The incidence of achalasia is at least twice as high as previously believed, 2 studies (one from Chicago, the other from Australia) show in the March issue of Clinical Gastroenterology and Hepatology.
Achalasia is characterized by dysphagia, regurgitation of undigested food, and chest pain. Patients lose weight due to the absence of esophageal peristalsis and reduced relaxation of the lower esophageal sphincter, and require treatment. Advances in diagnostic techniques have led to better estimates of the incidence and prevalence of achalasia.
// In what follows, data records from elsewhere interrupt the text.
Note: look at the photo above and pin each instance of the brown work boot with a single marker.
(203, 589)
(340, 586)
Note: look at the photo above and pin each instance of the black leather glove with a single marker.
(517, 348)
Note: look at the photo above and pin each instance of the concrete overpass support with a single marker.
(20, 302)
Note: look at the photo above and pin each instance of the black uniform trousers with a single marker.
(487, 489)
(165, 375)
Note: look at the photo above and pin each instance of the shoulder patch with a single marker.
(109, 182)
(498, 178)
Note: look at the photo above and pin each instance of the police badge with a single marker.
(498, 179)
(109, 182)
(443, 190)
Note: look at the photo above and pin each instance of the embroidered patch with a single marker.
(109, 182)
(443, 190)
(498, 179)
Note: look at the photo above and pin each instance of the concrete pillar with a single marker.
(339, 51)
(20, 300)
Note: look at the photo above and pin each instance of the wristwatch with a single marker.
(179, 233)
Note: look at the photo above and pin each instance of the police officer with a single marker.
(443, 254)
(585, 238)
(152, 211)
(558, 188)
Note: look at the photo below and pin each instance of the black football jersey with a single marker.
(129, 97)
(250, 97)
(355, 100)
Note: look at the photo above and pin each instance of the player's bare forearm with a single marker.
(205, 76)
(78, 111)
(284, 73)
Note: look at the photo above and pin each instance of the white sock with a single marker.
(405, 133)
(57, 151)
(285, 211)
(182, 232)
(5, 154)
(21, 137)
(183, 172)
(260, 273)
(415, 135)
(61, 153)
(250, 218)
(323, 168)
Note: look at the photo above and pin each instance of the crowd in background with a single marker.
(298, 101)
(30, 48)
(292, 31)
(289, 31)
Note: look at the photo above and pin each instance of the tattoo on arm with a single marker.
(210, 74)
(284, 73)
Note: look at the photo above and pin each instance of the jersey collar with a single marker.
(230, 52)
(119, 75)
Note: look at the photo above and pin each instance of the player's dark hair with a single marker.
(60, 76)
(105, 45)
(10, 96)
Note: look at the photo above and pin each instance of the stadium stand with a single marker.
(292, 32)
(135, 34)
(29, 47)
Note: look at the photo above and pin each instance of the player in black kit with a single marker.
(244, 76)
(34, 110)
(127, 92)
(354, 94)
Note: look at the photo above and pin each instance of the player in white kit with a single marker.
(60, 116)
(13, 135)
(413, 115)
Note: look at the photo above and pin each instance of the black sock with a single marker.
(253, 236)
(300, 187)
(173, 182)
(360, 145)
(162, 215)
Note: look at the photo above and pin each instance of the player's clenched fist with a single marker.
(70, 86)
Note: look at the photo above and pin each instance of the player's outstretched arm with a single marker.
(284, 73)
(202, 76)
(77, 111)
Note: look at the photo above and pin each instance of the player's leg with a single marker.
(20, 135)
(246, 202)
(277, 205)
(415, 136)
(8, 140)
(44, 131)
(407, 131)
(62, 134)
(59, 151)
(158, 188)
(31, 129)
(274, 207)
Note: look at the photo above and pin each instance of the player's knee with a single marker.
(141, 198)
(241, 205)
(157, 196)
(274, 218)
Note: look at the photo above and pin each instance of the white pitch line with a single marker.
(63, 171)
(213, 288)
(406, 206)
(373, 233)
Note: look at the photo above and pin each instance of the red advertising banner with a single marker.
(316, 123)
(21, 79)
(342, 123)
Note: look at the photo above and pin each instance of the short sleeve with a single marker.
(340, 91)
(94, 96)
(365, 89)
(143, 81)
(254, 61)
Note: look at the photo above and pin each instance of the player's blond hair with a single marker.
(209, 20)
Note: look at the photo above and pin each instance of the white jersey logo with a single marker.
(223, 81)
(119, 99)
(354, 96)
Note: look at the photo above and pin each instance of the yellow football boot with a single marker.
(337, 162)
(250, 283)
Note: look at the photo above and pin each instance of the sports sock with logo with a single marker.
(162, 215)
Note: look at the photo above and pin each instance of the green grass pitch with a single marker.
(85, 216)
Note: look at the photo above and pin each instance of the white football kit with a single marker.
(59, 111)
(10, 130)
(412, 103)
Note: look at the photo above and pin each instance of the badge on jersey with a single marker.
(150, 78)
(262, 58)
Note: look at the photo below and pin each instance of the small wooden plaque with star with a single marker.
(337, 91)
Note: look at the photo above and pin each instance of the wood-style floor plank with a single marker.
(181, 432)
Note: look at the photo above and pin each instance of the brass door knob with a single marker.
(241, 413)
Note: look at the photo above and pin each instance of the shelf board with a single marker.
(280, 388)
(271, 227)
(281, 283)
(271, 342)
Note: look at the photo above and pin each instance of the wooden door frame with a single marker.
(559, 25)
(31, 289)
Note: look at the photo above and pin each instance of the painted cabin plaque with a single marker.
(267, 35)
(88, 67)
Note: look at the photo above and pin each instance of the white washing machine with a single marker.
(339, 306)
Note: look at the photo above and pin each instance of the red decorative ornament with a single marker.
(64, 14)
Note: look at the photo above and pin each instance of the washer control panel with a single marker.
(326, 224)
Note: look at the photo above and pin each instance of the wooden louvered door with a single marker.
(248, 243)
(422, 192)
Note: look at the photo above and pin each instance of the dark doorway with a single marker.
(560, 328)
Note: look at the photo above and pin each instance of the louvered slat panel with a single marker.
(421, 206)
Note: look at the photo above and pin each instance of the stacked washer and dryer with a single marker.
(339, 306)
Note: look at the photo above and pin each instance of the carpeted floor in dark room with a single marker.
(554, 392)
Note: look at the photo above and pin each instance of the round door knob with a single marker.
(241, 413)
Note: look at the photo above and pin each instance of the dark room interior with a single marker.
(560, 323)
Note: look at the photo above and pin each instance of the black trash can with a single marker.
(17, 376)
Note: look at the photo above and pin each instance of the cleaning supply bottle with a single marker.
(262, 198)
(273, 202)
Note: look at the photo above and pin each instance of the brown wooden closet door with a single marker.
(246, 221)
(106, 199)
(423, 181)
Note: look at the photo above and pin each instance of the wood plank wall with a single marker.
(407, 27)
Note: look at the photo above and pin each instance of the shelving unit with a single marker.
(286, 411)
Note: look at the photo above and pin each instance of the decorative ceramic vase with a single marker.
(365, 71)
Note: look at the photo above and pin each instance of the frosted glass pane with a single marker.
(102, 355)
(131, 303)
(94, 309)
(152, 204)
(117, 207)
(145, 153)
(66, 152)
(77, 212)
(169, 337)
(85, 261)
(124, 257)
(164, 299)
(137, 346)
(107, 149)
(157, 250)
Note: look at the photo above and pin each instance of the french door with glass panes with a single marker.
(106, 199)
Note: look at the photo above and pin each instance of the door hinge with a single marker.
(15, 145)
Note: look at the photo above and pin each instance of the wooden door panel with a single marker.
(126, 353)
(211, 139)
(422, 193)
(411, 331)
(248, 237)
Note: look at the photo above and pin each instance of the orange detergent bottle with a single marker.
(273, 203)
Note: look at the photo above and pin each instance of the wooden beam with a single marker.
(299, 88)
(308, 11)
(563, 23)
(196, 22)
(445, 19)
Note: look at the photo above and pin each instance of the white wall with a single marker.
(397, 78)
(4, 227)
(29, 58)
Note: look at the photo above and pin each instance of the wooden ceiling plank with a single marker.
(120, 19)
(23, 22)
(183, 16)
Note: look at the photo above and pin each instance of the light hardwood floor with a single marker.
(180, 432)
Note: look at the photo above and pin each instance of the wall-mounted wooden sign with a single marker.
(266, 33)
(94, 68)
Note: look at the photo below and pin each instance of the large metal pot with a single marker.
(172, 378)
Salih Samo et al were interested in the seemingly low epidemiologic estimates of achalasia incidence, compared with the large number of motility disorders treated at their tertiary medical center in central Chicago. The authors therefore conducted a retrospective longitudinal study of achalasia cases, collecting data from Northwestern Medicine electronic health records on adult patients with a diagnosis of achalasia and/or idiopathic esophagogastric junction outflow obstruction from 2004 through 2014.
Samo et al found yearly incidences to range from 0.77 to 1.35 per 100,000 citywide (average, 1.07 per 100,000) and from 1.41 to 4.60 per 100,000 in the Northwestern Memorial Hospital neighborhood (average, 2.92 per 100,000). The corresponding prevalence values increased progressively, from 4.68 to 14.42 per 100,000 citywide and from 15.64 to 32.58 per 100,000 in the hospital neighborhood.
These authors found an increase in incidence with age, especially from the age of 60 onward, reaching an incidence rate above 10/100,000 in the age range of 85–90 (see figure).
Jaime A Duffield et al collected data on cases of achalasia diagnosed by esophageal manometry from the 3 adult manometry laboratory databases in South Australia, from 2004 through 2013.
These authors identified 350 cases of achalasia and calculated an annual incidence of 2.3 to 2.8 per 100,000 persons. This is almost 50% higher than the highest reported incidence (1.6 per 100,000 persons) from studies of Italian and Canadian populations. Duffield et al also found that the incidence of achalasia increased with age.
In an editorial that accompanies the article, Guy E. Boeckxstaens wrote that these figures are surprisingly high and almost double those of previous studies. He says the difference most likely relates to the accuracy of identifying achalasia from the described databases. Previous studies used diagnostic codes collected from hospitals (patients have been hospitalized for treatment)— missing a large number of patients treated on an ambulatory basis.
Boeckxstaens points out that the incidence rate was only 1.07/100,000 when patients from the entire Chicago area were considered, rather than the authors’ main referral area (the neighborhood of Northwestern Memorial Hospital). He says that patients diagnosed in other hospitals of the Chicago area are likely to be missed in the numerator while the study population (denominator) increases, indicating the importance of accurate case collection.
It is interesting that incidence rates in the United States and Australia are comparable. This would argue against environmental, and perhaps even genetic, features as major risk factors.
Boeckxstaens says that both studies are of excellent quality and have used the most accurate possible data yet. Nonetheless, actual incidence rates could be even higher, because not all patients undergo manometry and some may have been misdiagnosed.